The S&P500 rose by 0.7% to close within 1% of its September high, with a strong earnings report from JP Morgan, Walt Disney’s move into a new streaming service and corporate activity in the oil sector providing supporting roles. The VIX index ended the week at 12, its lowest level this year. Our risk appetite index closed the week at 69%, its highest level since October, indicative of a “risk-loving” environment, with low credit spreads and volatility.
The US 10-year rate closed up 7bps to 2.565%, at its high for the day and the highest level traded in over three weeks. Germany and UK 10-year rates were also up in the order of 6-7bps.
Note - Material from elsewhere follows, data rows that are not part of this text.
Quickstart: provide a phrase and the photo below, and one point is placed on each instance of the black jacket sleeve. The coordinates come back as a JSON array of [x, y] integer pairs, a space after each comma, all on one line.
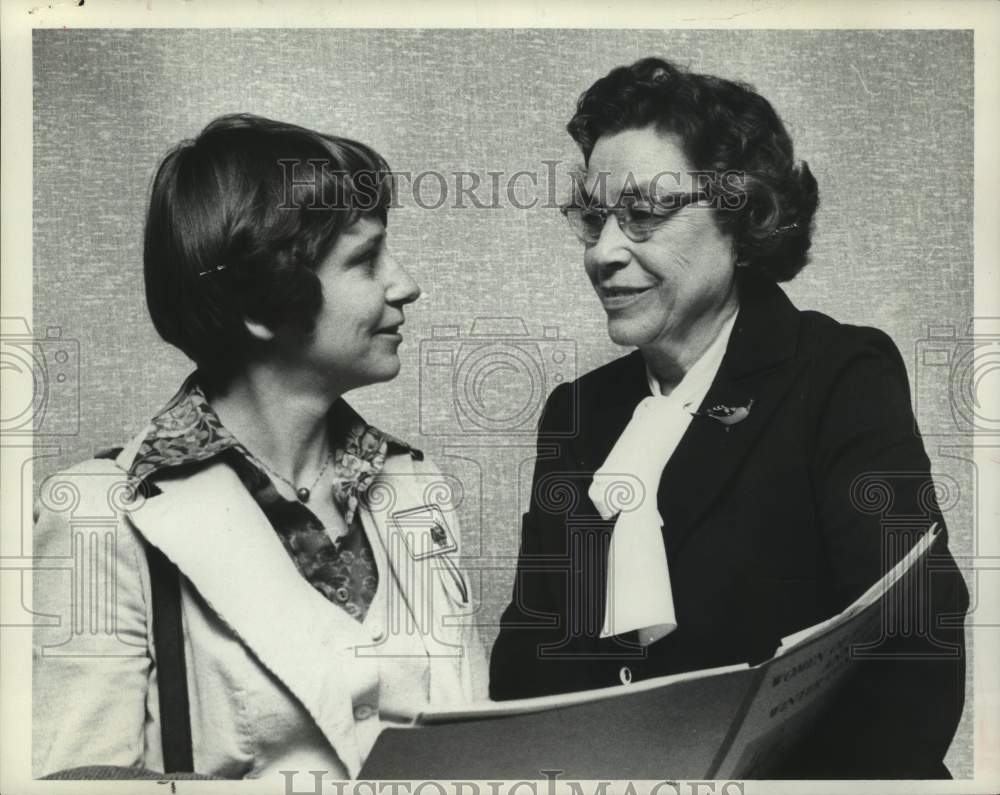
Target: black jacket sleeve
[[874, 497]]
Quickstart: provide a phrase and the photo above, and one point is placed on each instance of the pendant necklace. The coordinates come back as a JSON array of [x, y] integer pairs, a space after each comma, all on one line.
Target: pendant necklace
[[301, 492]]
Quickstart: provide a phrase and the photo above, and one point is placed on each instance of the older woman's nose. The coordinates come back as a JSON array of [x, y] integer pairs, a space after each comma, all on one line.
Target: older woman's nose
[[401, 287]]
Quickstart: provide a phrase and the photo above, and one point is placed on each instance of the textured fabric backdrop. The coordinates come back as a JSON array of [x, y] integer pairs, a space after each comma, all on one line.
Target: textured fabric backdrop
[[885, 120]]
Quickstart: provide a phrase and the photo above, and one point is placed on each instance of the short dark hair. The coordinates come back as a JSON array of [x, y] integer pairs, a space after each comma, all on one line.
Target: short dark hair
[[239, 219], [724, 127]]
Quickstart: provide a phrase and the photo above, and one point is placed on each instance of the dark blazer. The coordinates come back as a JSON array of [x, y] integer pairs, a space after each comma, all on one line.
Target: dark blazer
[[771, 525]]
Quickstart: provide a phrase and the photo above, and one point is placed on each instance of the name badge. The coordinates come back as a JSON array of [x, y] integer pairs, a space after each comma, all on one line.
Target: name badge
[[425, 531]]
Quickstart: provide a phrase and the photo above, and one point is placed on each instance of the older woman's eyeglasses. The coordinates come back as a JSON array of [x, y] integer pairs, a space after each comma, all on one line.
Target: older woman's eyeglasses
[[637, 220]]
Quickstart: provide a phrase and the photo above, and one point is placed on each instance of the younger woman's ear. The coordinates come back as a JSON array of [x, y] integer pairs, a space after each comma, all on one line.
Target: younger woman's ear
[[258, 330]]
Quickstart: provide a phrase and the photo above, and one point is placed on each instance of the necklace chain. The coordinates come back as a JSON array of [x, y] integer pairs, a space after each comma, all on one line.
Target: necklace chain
[[301, 492]]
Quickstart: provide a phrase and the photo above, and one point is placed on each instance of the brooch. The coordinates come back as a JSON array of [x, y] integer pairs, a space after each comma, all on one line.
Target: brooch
[[727, 415]]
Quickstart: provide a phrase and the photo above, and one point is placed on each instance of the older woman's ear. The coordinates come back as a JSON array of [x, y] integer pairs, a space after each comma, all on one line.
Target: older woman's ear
[[259, 331]]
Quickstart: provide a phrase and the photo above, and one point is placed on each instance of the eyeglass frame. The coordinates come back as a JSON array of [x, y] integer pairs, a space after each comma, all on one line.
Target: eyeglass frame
[[623, 217]]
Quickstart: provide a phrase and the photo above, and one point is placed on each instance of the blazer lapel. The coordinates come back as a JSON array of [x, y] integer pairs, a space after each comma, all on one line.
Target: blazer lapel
[[759, 365], [221, 541]]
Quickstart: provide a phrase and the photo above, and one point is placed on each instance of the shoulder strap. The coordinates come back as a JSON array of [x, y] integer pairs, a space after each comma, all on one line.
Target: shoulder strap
[[171, 675]]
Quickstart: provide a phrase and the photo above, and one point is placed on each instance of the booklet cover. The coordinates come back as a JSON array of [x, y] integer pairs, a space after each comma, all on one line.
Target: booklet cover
[[730, 722]]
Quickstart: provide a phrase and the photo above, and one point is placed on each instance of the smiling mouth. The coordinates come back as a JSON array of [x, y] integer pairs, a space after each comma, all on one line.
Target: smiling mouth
[[620, 297]]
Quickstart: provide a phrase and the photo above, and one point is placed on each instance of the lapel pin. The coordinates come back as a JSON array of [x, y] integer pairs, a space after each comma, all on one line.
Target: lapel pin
[[425, 531], [727, 415]]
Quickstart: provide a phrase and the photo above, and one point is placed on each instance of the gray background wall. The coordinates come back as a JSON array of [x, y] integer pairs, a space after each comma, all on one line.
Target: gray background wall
[[885, 120]]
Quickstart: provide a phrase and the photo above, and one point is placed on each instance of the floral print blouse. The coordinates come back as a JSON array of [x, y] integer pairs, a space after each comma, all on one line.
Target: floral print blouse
[[187, 433]]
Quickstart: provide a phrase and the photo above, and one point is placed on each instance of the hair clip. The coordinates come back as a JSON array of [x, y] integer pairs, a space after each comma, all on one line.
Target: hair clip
[[216, 269], [785, 228]]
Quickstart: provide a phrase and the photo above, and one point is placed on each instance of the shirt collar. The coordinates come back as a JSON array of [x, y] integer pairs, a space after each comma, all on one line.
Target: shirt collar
[[694, 386], [187, 431]]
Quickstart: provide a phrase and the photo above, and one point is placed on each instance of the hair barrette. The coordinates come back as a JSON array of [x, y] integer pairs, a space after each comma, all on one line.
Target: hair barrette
[[216, 269], [786, 228]]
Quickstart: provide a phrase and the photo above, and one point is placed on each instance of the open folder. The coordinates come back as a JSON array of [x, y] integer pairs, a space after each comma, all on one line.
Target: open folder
[[731, 722]]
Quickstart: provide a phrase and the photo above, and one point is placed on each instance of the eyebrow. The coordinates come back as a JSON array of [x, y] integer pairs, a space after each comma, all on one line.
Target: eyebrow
[[641, 192]]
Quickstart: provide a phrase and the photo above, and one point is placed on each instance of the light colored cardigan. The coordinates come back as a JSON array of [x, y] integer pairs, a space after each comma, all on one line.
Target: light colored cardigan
[[278, 677]]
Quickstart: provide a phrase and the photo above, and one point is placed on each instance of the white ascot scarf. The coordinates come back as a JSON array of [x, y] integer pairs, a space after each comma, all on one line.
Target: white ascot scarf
[[638, 595]]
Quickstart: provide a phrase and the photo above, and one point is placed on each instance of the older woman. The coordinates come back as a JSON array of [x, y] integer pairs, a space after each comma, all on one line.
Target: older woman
[[313, 550], [742, 428]]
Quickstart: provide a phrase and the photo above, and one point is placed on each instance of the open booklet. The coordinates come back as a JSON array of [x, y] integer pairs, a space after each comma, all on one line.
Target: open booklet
[[731, 722]]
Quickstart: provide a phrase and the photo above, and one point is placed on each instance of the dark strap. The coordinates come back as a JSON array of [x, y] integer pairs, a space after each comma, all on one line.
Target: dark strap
[[171, 676]]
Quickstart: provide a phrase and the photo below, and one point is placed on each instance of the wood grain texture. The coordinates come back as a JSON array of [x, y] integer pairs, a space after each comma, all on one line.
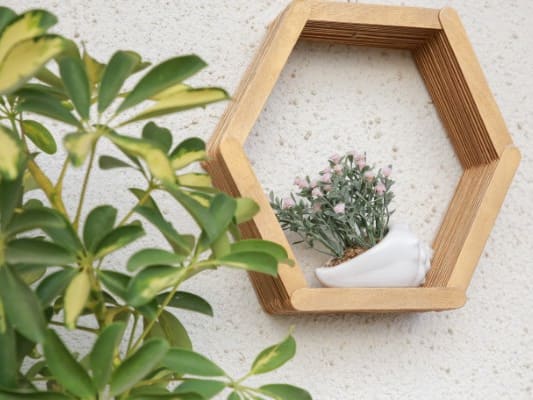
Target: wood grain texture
[[460, 93]]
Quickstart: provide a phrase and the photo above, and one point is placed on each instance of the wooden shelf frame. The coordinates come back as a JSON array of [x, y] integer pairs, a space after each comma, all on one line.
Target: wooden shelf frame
[[473, 122]]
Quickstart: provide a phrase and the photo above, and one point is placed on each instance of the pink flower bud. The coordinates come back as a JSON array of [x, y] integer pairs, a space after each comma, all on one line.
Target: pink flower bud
[[339, 208], [287, 203]]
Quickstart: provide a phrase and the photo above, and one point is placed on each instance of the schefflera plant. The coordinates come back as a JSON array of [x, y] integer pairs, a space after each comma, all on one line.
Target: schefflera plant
[[53, 267], [342, 212]]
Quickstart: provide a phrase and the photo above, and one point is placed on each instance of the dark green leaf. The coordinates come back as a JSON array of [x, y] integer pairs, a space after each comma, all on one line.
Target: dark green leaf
[[286, 392], [76, 82], [121, 65], [98, 224], [40, 136], [68, 372], [36, 251], [161, 77], [275, 356], [103, 353], [137, 366]]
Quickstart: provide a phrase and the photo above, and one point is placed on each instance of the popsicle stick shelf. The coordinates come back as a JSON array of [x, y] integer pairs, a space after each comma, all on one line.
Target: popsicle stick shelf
[[455, 81]]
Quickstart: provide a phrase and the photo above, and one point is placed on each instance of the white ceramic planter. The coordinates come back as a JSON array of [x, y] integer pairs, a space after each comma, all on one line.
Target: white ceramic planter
[[399, 260]]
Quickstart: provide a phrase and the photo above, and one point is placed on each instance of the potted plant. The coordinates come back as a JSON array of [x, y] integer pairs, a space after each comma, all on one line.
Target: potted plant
[[345, 212], [55, 277]]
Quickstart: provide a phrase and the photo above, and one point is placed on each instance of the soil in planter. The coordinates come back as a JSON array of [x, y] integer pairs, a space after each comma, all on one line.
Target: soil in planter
[[348, 254]]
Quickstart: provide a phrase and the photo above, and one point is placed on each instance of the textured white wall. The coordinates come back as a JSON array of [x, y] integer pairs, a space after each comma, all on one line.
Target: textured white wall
[[331, 99]]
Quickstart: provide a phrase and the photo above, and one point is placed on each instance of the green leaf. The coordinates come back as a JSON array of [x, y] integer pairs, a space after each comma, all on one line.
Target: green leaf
[[109, 162], [252, 261], [121, 65], [67, 371], [76, 81], [11, 155], [246, 210], [182, 362], [48, 107], [34, 218], [76, 297], [103, 353], [36, 251], [79, 145], [181, 244], [25, 58], [147, 257], [118, 238], [160, 136], [162, 77], [188, 301], [205, 388], [275, 356], [286, 392], [150, 281], [40, 136], [137, 366], [54, 285], [181, 101], [21, 306], [171, 329], [187, 152], [98, 224]]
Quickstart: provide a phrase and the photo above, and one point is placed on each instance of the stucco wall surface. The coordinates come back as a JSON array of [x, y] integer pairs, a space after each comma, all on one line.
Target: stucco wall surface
[[333, 99]]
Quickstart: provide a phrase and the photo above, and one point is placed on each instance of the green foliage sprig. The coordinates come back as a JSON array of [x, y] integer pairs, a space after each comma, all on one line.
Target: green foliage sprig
[[345, 207], [53, 262]]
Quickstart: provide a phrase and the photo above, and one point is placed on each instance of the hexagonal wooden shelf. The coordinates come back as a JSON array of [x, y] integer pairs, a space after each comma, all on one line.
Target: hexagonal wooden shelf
[[473, 122]]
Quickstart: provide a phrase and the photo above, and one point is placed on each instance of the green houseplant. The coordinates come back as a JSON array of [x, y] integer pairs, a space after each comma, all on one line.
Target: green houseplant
[[53, 268]]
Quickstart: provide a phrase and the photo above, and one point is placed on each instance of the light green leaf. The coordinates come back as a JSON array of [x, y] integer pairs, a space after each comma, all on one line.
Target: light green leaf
[[67, 371], [159, 136], [40, 136], [118, 238], [76, 81], [181, 101], [252, 261], [11, 155], [205, 388], [25, 58], [147, 257], [121, 65], [188, 362], [21, 306], [36, 251], [137, 366], [98, 224], [103, 353], [275, 356], [161, 77], [246, 210], [150, 281], [76, 297], [187, 152], [285, 392]]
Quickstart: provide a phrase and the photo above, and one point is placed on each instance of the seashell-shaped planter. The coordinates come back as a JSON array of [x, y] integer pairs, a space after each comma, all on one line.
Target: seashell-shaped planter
[[399, 260]]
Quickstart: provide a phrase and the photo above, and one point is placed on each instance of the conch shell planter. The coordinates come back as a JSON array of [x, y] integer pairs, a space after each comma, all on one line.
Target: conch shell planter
[[399, 260], [446, 61]]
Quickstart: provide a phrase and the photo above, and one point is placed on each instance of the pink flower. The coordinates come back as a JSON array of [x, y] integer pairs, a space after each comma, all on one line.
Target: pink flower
[[335, 158], [339, 208], [326, 178], [369, 176], [380, 188], [287, 203], [316, 192]]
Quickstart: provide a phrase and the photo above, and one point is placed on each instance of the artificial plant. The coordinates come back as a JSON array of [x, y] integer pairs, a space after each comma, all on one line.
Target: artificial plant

The market ignored slightly weaker than expected US consumer sentiment data and 5-10 year inflation expectations, which slipped back down to 2.3%, revisiting its record low.
The AUD slightly outperformed the NZD, seeing it end the week around 0.7175, its highest close since February, while NZD/AUD fell slightly to 0.9430.
EUR was 0.4% higher, closing around 1.13. Some EU-US trade war tensions are lurking in the background, with both countries set to impose punitive tariffs against each other, amidst the long-running disputes over subsidies to Airbus and Boeing. However, the sums involved are modest at around $12b and allowable under WTO rules. The WTO will ultimately determine the amounts of damages that both sides will be allowed to claim.
In the higher rates environment, JPY was the weakest of the majors, seeing USD/JPY close above 112.
The week ahead begins on a quiet note with a bare economic calendar, however there is much to look forward to later this week. On the domestic front, Q1 CPI data will be important ahead of the “live” RBNZ rate call next month, while Australian labour market data will be important for the RBA’s next move. China releases a number of key economic activity indicators and while euro area PMI data will also be on the radar. In the US the reporting season gets into full swing.